SPD-Fraktionschef Franz Müntefering hat Bundeskanzler Gerhard Schröder die „volle Unterstützung“ der Fraktion für seine Reformpläne zugesagt. Er forderte außerdem die Union eindringlich zur Mitarbeit bei den geplanten Neuregelungen auf. „Blockieren allein“ reicht nicht aus, sagte er an die Adresse der Unions-Mehrheit im Bundesrat. Auch die Opposition muss ihren Beitrag dazu leisten, „dass die Dinge gelingen können“. In ihrer Rede vor dem Bundestag hat die Unions-Vorsitzende Angela Merkel jede konkrete Aussage vermieden.

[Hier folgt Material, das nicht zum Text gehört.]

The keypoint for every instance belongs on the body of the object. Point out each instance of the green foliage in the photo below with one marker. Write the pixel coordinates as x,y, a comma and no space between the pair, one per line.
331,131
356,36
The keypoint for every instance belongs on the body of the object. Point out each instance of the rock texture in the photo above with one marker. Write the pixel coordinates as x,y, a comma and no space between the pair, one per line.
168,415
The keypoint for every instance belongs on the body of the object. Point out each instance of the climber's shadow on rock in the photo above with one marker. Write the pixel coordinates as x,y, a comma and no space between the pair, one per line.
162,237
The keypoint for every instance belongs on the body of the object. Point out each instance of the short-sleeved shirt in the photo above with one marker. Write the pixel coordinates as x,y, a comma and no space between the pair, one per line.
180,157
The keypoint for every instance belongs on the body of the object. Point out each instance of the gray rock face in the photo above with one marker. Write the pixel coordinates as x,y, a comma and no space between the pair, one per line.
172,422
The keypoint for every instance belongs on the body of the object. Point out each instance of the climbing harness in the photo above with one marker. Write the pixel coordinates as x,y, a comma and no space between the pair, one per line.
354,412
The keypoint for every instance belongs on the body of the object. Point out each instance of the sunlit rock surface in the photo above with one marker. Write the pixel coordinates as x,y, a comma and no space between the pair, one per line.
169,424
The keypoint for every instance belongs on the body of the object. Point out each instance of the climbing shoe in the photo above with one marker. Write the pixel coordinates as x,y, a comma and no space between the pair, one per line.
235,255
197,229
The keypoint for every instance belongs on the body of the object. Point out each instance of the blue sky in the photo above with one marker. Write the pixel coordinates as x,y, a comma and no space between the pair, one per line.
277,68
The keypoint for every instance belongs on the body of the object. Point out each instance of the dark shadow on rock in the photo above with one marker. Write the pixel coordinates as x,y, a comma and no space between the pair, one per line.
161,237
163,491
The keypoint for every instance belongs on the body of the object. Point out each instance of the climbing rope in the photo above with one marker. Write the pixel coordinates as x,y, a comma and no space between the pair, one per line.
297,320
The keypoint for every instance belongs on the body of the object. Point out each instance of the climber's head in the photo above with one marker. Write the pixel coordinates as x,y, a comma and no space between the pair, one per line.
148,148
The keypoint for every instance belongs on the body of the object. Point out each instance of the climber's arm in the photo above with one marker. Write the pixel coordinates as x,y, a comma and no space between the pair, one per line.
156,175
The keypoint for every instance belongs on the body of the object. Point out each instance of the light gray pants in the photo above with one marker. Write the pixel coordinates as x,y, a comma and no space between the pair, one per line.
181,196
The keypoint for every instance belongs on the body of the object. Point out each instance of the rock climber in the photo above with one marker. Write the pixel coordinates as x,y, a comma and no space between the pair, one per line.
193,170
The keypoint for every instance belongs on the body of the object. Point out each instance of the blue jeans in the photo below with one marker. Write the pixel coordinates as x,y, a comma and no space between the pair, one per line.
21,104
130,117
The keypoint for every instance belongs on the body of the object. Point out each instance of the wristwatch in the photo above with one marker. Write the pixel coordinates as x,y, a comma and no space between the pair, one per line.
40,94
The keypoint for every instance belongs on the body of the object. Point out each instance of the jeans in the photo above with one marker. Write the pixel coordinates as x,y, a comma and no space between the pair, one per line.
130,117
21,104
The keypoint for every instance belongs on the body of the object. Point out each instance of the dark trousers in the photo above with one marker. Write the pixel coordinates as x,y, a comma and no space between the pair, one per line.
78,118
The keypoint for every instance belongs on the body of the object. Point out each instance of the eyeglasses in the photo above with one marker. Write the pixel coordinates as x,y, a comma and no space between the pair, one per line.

Derzeit, so der SPD-Fraktionschef, ist die Opposition schwach. Schon zu Zeiten von Bundeskanzler Helmut Kohl hat sich die Union immer darauf verlassen, „dass der liebe Gott die Landschaften blühen lässt“. Auch der Führungskonflikt zwischen Merkel und Stoiber schwelt weiter. Die CDU-Vorsitzende musste sich am Freitag im Bundestag wieder einmal Stoiber unterordnen, der ohne Absprache seine eigenen Vorstellungen präsentieren will. Die Führungsfrage der Union ist nicht geklärt. Müntefering empfahl Merkel daher, die Zusammenarbeit mit der Koalition bereits im Bundestag zu suchen: Jede Einigung im Bundestag wäre auch ein Erfolg für Merkel, jede Einigung erst im Bundesrat dagegen wäre ein Erfolg für Stoiber.

Es ist die „schwere Hauptaufgabe“ dieser Legislaturperiode, den Wohlstand in Deutschland zu sichern und die Substanz des Sozialstaates zu garantieren, sagte Müntefering. Daran muss sich die ganze Gesellschaft beteiligen: „ Es sitzen in Deutschland zu viele auf der Tribüne und sagen, was alles nicht geht“, so Müntefering. „Wir brauchen Leute, die bereit sind, die Ärmel hochzukrempeln, anzupacken.“

Der SPD-Fraktionschef kündigte zugleich einen Koalitionsvorstoß an, die Abgeordnetendiäten zum 1. Januar 2004 nicht zu erhöhen und das Sterbegeld für Parlamentarier abzuschaffen. Gerhard Schröder hatte in seiner Regierungserklärung bereits eine Nullrunde für die Minister und Staatssekretäre angekündigt.